By the late 1840s, the Irish began moving into the area as part of a wave of immigration resulting from widespread famine in Ireland. The Black population declined greatly, with many of the original colonists moving on to larger, growing urban centres such as Detroit, Cleveland, or Toronto to obtain wage-based employment. Eventually, the Irish community supplanted Wilberforce altogether, and the town of Lucan was incorporated. Wilberforce as a free Black colony faded into history.

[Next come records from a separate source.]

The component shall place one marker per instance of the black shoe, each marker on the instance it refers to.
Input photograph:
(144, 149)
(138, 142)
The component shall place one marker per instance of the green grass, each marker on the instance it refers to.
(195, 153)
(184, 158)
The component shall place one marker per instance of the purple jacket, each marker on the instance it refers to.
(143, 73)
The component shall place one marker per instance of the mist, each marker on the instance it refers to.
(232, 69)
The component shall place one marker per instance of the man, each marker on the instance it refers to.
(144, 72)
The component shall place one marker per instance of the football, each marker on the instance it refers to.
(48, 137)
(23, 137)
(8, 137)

A small number of Black families stayed on to work the land through subsequent generations. But, by the end of the 20th century, only the family of settler Peter Butler still had descendants in the area of the Wilberforce Colony village.

== Chronology ==

1828
- June — Cincinnati Black population elects Israel Lewis and Thomas Crissup to survey a site in Canada to which they can emigrate.
- July — Lewis and Crissup met with John Colbourne, Lieutenant Governor of Upper Canada, to discuss prospects of settling in the area. They enter into a contract with the Canada Company for the purchase of land in Biddulph in the Huron Tract in Ontario, lots 2, 3, and 5 north of the Proof Line Road and lot 11 south of the road.

1829
- July–August — Cincinnati riots of 1829 force more than 1,000 African-Americans to leave the city. A group of these set out for the settlement.
- September — First wave of settlers, probably only five or six families, arrive in the area.

1830
- September 20 — James Brown and Stephen Duncan purchased 400 acre for the establishment of the colony.

1831
- Settlement named "Wilberforce" in honour of William Wilberforce.
- Emigrants from Boston, Rochester, Albany, New York, Baltimore, and other cities join the settlement.
- William Lloyd Garrison visits the colony, noting that 20-30 children attend schools.
- Board of managers created, with Austin Steward named president.
- Original colony organizer Israel Lewis is appointed as the local fundraising agent; Nathaniel Paul named fundraising agent for Great Britain.

1832
- Wilberforce has 32 families, with crops in the ground and log homes. The colony has three sawmills, a gristmill, and several general stores.
- Three schools established, drawing students from the surrounding white population.

1835
- Wilberforce population hits 166 inhabitants.

1836
- Lewis accused of mismanaging fundraising accounts.

1840
- Most of the original Cincinnati settlers have left.

1850
- Black population in the area declines in the face of Irish immigration; the colony effectively dissolves.